Introduction by Evan Gilman
Sapan is one of the most favored areas for coffee productions in the Tana Toraja region. With high elevation and adequate rainfall, Sapan is surrounded by mountains, and the neighboring region of Awan (which translates as ‘cloud’) is named after the climatic conditions you might find here on any given day.
This wet hulled coffee is high grown, generally around 1600 meters above sea level. For comparison, most high quality coffee grown in Sumatra is planted at 1500 meters and below. The result is a very sweet cup and a more distinct acid profile than one might expect in a wet hulled coffee.
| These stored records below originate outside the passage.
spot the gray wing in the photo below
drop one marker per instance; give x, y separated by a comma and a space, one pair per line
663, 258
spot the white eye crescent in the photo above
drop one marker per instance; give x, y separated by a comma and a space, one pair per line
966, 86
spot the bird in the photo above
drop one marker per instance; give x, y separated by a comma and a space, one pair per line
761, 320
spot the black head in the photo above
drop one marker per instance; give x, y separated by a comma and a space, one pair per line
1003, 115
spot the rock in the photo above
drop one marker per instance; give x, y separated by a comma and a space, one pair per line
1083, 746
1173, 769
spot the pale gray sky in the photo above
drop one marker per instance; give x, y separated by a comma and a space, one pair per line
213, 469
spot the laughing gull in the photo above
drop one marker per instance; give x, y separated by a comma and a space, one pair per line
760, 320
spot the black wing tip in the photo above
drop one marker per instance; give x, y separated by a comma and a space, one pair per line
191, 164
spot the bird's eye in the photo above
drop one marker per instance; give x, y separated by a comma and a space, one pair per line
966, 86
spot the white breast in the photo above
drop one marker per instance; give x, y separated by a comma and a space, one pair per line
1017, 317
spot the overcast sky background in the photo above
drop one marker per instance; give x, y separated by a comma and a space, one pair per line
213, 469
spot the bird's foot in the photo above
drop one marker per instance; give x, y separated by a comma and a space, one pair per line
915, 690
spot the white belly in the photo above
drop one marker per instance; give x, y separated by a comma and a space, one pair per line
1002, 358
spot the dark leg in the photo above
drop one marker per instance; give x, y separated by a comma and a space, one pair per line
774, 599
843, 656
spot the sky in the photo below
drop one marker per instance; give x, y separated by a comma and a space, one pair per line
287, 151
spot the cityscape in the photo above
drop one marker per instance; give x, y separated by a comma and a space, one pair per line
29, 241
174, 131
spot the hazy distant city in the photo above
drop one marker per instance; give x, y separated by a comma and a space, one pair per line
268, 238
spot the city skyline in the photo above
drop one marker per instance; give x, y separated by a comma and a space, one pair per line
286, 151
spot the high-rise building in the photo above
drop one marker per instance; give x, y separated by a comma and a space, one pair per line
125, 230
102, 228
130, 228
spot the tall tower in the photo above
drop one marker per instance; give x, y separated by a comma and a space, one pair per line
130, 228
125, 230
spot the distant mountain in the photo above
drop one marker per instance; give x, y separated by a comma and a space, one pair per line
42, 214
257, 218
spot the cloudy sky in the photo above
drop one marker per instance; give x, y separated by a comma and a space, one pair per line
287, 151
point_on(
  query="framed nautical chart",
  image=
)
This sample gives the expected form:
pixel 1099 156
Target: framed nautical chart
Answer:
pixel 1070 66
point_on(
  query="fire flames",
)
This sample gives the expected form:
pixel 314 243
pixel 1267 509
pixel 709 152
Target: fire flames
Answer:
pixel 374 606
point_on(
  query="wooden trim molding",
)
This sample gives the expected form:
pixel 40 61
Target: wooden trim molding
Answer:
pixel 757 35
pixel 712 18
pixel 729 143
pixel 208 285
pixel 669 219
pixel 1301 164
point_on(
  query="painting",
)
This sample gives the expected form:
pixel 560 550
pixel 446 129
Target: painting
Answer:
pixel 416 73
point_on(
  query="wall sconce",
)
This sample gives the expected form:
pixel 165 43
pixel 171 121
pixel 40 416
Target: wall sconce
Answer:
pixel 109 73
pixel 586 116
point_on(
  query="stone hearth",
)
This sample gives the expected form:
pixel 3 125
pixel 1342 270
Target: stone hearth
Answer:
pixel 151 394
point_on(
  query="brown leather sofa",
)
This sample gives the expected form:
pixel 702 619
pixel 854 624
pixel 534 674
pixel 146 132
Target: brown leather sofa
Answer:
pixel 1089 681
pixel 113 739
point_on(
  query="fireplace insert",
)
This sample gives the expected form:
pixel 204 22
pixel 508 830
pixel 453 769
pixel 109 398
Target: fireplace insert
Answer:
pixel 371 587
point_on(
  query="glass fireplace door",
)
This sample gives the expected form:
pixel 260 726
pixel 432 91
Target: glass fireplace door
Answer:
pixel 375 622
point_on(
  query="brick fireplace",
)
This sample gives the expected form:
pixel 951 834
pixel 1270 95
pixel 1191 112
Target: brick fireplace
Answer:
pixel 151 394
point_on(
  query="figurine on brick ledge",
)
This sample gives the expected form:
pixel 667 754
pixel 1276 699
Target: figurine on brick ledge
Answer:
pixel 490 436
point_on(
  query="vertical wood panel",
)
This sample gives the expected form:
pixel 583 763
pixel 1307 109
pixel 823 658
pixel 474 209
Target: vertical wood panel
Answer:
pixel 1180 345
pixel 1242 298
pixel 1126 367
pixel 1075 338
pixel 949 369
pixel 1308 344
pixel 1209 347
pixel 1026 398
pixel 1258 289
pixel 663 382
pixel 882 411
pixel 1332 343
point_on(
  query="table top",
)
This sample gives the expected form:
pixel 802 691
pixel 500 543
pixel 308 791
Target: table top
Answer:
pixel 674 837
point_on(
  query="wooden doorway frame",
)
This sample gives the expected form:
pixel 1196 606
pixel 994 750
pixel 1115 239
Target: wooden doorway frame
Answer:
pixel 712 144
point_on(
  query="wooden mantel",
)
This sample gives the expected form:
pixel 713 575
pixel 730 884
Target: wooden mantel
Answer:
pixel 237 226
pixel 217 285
Sapan is a direct shot North from Rantepao, the major regional trading post for coffee. This coffee bypasses the giant Pasar Bolu market where most common coffee is sold on Thursdays, and comes to us direct from the processing facility. Look for dark grape hard candy sweetness, and plenty of caramelized sugars in this selection.
Green Analysis by Chris Kornman
This lot is a blend of common cultivars in Indonesia, including the Typica heirloom variety, the disease resistant Catimor hybrid, and the S-type (“S” stands for “selection”) variety originally developed in India. Often referred to in Indonesia as “Linie S,” this designation most frequently denotes S-795, aka Jember, a Typica variant that contains some genetic markers from Arabica’s oddball cousin, Coffea Liberica.
The coffee is characteristically large in screen size and fairly damp, hallmarks of Indonesian and wet-hulled coffees, respectively. Especially notable is the fairly high density, remarkable given the high moisture content. It’s likely the coffee will respond well to a little more heat in the roaster than the average wet-hulled Sulawesi… as this coffee is certainly no average Joe.
Roast Analysis by Jen Apodaca
This wet hulled Sulawesi has a lot of sweet chocolate notes to offer in the cup as long as your drum is hot and you give it plenty of time to develop post first crack. Our shorter roast, PR-433, suffered from a cool drum and not enough time in the roaster. These beans are large and fairly dense, but the high moisture content is the wild card. On our second roast the drum was good and hot, allowing for a more gentle environmental heat.
As you roast past first crack, roasters play a game of gaining some of this (sugar browning notes), but losing some of that (fruit and floral acidity), it is a balancing act. Our first roast PR-433 was nearly half the time of our second roast, PR-434. During that time, the herbal, juniper, orange and green apple acidity from PR-433 transformed into more condensed fruits like fig, plum, peach.
Brew Analysis by Chris Kornman
We took Jen’s second roast this Sulawesi, PR-334, for a quick spin in two different brew methods with fairly different results. A Chemex poured at 1-to-16 ratio produced a relatively dry and herbal coffee while a Clever brew using filtered immersion at about 1-to-17 yielded a much smoother, sweeter coffee that seemed to be the group’s preference.